THE UNITED STATES OLYMPIC COMMITTEE
The United States Olympic Committee, one of America's premier sports organizations, is headquartered in Colorado Springs, Colo.
In 1978, the passage of The Amateur Sports Act (now The Ted Stevens Olympic and Amateur Sports Act - revised in 1998) as federal law appointed the U.S. Olympic Committee as the coordinating body for all Olympic-related athletic activity in the United States. The vision of the USOC is to enable America's athletes to realize their Olympic and Paralympic dreams.

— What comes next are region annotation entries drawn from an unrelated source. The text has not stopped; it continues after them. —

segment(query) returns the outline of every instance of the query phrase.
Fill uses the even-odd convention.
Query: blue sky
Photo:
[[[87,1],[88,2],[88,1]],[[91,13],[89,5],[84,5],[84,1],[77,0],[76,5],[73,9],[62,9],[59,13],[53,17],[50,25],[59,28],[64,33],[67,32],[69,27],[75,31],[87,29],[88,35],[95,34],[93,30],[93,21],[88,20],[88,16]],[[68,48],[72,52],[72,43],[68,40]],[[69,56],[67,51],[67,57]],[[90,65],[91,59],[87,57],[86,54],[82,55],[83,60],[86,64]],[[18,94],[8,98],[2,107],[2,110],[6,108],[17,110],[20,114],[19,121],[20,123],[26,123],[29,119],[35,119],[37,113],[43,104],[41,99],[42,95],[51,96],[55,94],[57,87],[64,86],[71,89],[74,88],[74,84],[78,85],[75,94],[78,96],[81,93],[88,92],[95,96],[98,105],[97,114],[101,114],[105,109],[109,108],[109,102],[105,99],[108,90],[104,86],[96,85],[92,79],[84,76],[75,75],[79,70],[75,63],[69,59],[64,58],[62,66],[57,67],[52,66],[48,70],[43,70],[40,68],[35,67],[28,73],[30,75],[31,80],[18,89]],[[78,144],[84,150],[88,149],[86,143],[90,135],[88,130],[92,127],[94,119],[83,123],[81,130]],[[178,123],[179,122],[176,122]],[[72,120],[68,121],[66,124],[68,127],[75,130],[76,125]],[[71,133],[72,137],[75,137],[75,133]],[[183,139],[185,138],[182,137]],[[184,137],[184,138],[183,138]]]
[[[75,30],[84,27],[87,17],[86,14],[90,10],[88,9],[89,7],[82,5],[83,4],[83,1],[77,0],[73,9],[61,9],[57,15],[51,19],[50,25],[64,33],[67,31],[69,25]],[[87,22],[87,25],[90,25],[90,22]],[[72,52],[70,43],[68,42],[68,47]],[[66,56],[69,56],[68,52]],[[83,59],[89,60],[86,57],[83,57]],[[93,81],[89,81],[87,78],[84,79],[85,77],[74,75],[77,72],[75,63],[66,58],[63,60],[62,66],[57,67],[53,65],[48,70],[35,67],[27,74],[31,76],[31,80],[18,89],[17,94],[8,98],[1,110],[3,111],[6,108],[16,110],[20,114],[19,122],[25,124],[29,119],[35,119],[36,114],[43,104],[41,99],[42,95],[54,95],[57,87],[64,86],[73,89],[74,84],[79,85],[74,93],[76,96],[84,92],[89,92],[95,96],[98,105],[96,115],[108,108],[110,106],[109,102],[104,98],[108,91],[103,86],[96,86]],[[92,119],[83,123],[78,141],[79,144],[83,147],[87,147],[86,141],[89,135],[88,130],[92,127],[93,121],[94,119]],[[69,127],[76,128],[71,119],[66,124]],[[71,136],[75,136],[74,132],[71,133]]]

The USOC is recognized by the International Olympic Committee as the sole entity in the United States whose mission involves training, entering and underwriting the full expenses for the U.S. teams in the Olympic, Paralympic, Pan American and Parapan American Games. In addition to being the steward of the U.S. Olympic Movement, the USOC is the moving force for support of sports in the United States that are on the program of the Olympic, Paralympic, Pan American and Parapan American Games.
The U.S. Olympic Committee also oversees the process by which U.S. cities seek to be selected as a Candidate City to host the Olympic and Paralympic Games, winter or summer, or the Pan American Games. In addition, the USOC approves the U.S. trial sites for the Olympic, Paralympic and Pan American Games team selections.